Re: [PATCH 2/2] lib/string.c: Optimize memchr()

From: Andy Shevchenko
Date: Tue Jul 12 2022 - 11:15:58 EST


On Tue, Jul 12, 2022 at 4:58 PM Yu-Jen Chang <arthurchang09@xxxxxxxxx> wrote:
> Andrey Semashev <andrey.semashev@xxxxxxxxx> 於 2022年7月11日 週一 晚上11:00寫道:
> > On 7/11/22 17:52, Yu-Jen Chang wrote:
> > > Andrey Semashev <andrey.semashev@xxxxxxxxx> 於 2022年7月11日 週一 凌晨4:01寫道:
> > >> On 7/10/22 17:28, Yu-Jen Chang wrote:

...

> > >>> + for (; p <= end - 8; p += 8) {
> > >>> + val = *(u64 *)p ^ mask;
> > >>
> > >> What if p is not aligned to 8 (or 4 on 32-bit targets) bytes? Not all
> > >> targets support (efficient) unaligned loads, do they?
> > >
> > > I think it works if p is not aligned to 8 or 4 bytes.
> > >
> > > Let's say the string is 10 bytes. The for loop here will search the first
> > > 8 bytes. If the target character is in the last 2 bytes, the second for
> > > loop will find it. It also work like this on 32-bit machine.
> >
> > I think you're missing the point. Loads at unaligned addresses may not
> > be allowed by hardware using conventional load instructions or may be
> > inefficient. Given that this memchr implementation is used as a fallback
> > when no hardware-specific version is available, you should be
> > conservative wrt. hardware capabilities and behavior. You should
> > probably have a pre-alignment loop.
>
> Got it. I add pre-alignment loop. It aligns the address to 8 or 4bytes.
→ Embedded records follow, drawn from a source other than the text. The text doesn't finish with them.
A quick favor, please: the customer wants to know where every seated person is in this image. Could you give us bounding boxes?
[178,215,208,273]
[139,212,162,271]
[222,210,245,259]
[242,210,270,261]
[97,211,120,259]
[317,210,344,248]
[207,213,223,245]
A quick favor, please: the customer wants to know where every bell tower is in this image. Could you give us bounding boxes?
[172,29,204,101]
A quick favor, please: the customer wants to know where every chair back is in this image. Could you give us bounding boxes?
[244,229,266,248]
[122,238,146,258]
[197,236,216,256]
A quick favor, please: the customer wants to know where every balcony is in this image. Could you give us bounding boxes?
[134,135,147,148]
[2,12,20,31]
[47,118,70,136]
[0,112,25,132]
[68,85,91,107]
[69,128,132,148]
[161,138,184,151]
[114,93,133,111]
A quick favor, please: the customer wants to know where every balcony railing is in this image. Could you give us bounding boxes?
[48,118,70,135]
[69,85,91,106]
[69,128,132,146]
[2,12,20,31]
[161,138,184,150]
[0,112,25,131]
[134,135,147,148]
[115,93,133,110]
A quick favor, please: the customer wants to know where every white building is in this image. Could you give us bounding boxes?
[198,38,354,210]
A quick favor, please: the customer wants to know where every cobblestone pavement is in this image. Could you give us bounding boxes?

Still far from what can be accepted. Have you had a chance to read how
strscpy() is implemented? Do you understand why it's done that way?

> void *memchr(const void *p, int c, size_t length)
> {
> u64 mask, val;
> const void *end = p + length;
> c &= 0xff;

> while ((long ) p & (sizeof(long) - 1)) {
> if (p >= end)
> return NULL;
> if (*(unsigned char *)p == c)
> return (void *) p;
> p++;
> }
> if (p <= end - 8) {
> mask = c;
> MEMCHR_MASK_GEN(mask);
>
> for (; p <= end - 8; p += 8) {

Why you decided that this code will be run explicitly on 64-bit arch?

> val = *(u64*)p ^ mask;
> if ((val + 0xfefefefefefefeffull)
> & (~val & 0x8080808080808080ull))
> break;
> }
> }
>
> for (; p < end; p++)
> if (*(unsigned char *)p == c)
> return (void *)p;
>
> return NULL;
> }

--
With Best Regards,
Andy Shevchenko